Можно ли, как прежде, прибегать к истории идей? Этот во многом дискредитированный подход еще не сказал своего последнего слова. Марк Анжено рассказывает о его достоинствах и объясняет, как он может обогатить наши представления об обществе.

Вступительные замечания авторов интервью: Учась у Хаима Перельмана в Брюсселе, Марк Анжено рано увидел в риторике нечто большее, чем эффективное средство убеждения. Это открытие вдохновит его на «Диалоги глухих: трактат об антилогической риторике» [1]. Оно же объясняет его интерес к полемике, которой он посвятил свой влиятельный труд «Памфлетное слово. К типологии современных дискурсов» (издательство Payot, 1982), а также ряд работ, исследующих антисемитизм, ненависть к буржуазии, враждебность к демократии, сопротивление социализму или учению о Прогрессе. Марк Анжено, профессор Университета Макгилла в Квебеке с 1967 года, рассматривает общественный дискурс вне привычных дисциплинарных границ и заостряет внимание на циркуляции, возникающей между социальными средами. Эссе, реклама, популярный роман и научная фантастика его интересуют не меньше, чем классика; кроме книг существует целое множество публикаций (газеты, брошюры, листовки, песни), которые не хуже учебников и пропагандистских трудов позволяют понять общество. Позволяя себе делать некоторые временные скачки в рассуждениях [2], Марк Анжено специализируется на изучении XIX и XX столетий как длительного времени (longue durée) — особенно исследуя большие милитаристские нарративы [3], — а также подробно исследует конкретно взятый 1889 год, во всех подробностях описанный в различных томах. В суммирующем труде «1889 год: состояние общественного дискурса» (издательство Longueuil, Le Préambule, 1989) он выдвигает собственную теорию: не будучи на самом деле никогда изолированными, разные высказывания одной эпохи артикулируют, возобновляют и дополняют друг друга, позволяя увидеть эпоху как целое. Их циркуляция и преобразования отвечают логическим или тематическим механизмам, которые можно если не систематизировать, то по меньшей мере описать в их состоянии в данный момент.

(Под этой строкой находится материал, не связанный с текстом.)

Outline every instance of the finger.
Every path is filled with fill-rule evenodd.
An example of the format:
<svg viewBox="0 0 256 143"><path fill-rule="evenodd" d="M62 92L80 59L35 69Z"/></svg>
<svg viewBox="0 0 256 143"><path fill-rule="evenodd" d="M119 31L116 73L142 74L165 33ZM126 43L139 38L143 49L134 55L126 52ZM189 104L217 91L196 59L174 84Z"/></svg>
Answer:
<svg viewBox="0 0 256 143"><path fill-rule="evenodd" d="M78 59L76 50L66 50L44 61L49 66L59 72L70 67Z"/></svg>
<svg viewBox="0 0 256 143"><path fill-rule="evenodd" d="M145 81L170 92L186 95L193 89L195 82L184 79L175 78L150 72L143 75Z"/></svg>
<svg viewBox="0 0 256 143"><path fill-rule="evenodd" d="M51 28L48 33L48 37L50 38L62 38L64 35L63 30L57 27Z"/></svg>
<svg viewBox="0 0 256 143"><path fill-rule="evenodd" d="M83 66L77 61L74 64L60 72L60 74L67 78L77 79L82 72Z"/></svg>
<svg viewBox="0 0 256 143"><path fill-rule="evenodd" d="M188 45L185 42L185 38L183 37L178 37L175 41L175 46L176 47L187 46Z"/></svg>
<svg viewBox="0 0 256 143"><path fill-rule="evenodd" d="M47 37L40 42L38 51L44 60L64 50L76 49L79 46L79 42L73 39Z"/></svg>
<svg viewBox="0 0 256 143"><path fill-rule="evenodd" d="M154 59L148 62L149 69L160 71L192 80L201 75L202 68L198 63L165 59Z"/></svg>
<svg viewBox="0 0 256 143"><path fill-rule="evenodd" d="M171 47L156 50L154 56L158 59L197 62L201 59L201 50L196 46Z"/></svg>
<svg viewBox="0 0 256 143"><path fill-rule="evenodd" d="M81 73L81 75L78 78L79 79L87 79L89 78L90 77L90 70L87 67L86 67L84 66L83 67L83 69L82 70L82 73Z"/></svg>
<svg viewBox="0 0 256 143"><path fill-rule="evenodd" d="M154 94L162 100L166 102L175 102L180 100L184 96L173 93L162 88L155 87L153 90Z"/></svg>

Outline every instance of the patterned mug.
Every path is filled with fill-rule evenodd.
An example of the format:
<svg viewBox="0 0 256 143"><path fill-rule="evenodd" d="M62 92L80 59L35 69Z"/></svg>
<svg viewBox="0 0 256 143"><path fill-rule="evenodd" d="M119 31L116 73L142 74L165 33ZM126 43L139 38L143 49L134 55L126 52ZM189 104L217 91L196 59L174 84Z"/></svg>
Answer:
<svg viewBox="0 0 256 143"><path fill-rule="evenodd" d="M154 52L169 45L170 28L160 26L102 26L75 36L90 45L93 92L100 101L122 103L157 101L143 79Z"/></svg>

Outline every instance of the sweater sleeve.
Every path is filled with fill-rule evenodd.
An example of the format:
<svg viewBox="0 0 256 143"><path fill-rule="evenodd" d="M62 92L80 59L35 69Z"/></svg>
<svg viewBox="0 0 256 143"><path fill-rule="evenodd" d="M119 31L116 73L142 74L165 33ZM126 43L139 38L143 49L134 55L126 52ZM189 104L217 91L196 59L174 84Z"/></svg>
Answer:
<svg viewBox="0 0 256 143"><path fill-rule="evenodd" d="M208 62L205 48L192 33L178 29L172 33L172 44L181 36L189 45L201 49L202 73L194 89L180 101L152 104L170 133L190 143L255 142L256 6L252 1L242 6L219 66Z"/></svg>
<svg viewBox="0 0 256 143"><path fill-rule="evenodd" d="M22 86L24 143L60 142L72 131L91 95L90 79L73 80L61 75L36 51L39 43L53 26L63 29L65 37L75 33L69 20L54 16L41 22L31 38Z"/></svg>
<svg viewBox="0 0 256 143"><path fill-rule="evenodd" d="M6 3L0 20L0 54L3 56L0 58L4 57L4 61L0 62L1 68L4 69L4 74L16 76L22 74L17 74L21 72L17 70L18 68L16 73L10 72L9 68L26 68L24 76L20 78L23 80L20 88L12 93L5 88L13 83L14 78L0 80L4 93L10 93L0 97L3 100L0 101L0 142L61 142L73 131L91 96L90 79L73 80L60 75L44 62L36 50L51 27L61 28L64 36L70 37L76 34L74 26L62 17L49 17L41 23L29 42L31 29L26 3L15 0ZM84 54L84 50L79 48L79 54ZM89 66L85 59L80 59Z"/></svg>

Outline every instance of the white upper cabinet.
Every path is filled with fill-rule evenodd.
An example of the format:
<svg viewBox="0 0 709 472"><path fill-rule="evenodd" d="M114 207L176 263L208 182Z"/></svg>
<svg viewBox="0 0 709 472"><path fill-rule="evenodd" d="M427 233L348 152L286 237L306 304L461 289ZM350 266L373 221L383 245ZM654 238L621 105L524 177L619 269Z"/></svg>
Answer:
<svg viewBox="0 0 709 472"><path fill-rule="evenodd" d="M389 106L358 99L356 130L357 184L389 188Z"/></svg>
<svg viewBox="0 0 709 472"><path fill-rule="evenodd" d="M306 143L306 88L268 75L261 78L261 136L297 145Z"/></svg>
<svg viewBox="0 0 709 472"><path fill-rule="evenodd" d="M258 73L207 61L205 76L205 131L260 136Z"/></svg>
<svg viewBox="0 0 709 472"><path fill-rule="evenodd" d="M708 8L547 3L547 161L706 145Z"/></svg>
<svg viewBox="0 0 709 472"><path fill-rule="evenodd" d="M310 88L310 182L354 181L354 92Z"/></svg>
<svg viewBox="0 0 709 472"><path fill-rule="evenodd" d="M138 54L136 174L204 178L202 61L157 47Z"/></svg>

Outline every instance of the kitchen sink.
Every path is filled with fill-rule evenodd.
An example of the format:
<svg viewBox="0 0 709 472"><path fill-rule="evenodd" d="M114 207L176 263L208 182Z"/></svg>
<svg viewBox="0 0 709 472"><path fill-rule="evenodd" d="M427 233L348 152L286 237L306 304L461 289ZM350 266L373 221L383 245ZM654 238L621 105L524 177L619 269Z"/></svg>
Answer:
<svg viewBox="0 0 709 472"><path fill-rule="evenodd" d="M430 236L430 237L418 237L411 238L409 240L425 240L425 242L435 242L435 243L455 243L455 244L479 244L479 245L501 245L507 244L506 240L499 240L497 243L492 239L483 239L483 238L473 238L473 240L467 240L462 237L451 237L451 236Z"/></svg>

В 2014 году Марк Анжено выпустил в издательстве Льежского университета книгу «История идей: проблематика, объекты, концепции, вопросы, споры, методы» — первый обобщающий труд по теме на французском языке. Находясь в Париже по приглашению Давида Симонетты и Александра де Витри в рамках семинара «История и историки идей» (Коллеж де Франс, 18–20 мая 2016 года), Марк Анжено любезно согласился с нами побеседовать.

— Историю идей теперь не очень жалуют во Франции. Увесистым томом, который вы ей посвятили в 2014 году, вы попытались изменить ее репутацию. Он был опубликован в Бельгии, где вы учились до того, как перебраться в Канаду. Как это положение позволило вам стряхнуть пыль с подходов, прежде весьма популярных во франкоязычном мире?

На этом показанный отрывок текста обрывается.